College nursing building in beginning phase of construction

State of Michigan Budget Director Al Pscholka speaks at Southwestern Michigan College Wednesday as construction of the college’s new nursing building is set to begin.

DOWAGIAC, Michigan _ Michigan Budget Director Al Pscholka celebrated his 57th birthday and construction of a $9.6-million nursing building Sept. 6 at Southwestern Michigan College.

Pscholka, as state representative from Stevensville and House Appropriations Committee chair, shepherded the project through the Legislature to secure $4 million from the state.

SMC President Dr. David Mathews said doubling the 1970 facility on the Dowagiac campus to 29,000 square feet will give SMC’s “truly exceptional nursing program a facility to match its quality. A building does not make a program. People teaching in the program make it, and we have the best nursing faculty imaginable.”

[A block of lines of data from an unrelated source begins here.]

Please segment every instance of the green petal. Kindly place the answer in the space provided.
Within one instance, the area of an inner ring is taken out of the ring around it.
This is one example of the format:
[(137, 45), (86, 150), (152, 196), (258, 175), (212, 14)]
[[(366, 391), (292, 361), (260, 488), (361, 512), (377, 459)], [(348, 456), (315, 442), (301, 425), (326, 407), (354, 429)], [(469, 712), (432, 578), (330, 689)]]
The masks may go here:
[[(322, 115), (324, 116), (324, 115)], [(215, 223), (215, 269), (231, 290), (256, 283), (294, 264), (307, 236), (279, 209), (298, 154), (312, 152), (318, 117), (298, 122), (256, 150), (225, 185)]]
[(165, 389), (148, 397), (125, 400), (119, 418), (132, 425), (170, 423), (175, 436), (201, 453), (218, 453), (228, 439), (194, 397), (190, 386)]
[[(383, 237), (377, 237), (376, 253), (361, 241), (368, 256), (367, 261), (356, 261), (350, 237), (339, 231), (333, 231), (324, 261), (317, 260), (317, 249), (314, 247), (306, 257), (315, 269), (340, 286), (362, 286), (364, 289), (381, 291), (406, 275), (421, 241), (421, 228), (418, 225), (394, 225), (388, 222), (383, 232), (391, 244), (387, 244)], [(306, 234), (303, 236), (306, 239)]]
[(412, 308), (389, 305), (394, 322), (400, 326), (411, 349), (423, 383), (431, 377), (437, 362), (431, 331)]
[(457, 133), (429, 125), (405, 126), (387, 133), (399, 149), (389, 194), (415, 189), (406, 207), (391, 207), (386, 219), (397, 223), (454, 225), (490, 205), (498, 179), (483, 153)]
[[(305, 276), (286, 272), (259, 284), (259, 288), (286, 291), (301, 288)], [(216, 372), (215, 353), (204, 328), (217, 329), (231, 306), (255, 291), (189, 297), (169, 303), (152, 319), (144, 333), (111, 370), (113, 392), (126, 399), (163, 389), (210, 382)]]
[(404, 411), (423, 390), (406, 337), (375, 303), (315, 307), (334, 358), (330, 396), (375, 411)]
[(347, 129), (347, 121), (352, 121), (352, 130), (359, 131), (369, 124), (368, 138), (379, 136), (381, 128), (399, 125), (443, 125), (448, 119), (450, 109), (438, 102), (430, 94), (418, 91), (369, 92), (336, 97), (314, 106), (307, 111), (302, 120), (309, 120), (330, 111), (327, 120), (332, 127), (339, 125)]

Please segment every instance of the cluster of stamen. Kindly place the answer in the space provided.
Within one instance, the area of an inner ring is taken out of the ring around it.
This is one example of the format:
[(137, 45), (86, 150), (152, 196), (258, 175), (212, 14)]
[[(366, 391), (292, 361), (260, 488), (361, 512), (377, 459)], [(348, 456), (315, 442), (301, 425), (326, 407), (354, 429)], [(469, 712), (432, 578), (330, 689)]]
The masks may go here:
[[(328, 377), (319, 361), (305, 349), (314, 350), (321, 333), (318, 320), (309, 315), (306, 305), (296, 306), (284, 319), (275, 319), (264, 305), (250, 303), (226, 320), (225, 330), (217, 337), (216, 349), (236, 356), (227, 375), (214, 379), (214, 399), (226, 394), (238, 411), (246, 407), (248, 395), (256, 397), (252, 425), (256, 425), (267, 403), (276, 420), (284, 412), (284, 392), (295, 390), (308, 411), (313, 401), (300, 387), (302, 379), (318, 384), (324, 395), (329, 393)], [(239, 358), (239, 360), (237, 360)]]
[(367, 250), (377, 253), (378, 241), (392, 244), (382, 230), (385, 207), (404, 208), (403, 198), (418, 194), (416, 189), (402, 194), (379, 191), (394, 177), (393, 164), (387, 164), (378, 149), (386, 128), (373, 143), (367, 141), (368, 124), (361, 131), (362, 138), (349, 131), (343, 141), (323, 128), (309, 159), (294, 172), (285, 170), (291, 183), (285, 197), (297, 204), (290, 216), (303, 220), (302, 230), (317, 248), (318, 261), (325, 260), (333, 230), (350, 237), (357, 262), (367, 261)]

“Some folks in Lansing think the state line stops at Kalamazoo,” Pscholka said. “(Sen.) John (Proos), myself and (Reps.) Dave Pagel and Aaron Miller wanted to make sure folks realize that’s not true. The other really smart thing I did early on was to hire someone from Dowagiac, Adam Carlson,” now state budget office senior advisor.

Carlson interned for Pscholka while attending the University of Notre Dame.

“In 2010, he volunteered on my campaign and started getting to the office before me. He organized my entire campaign, did door-to-door lists, put signs out, did my schedule and wrote remarks and position papers. In the general election, he knocked doors with me every night.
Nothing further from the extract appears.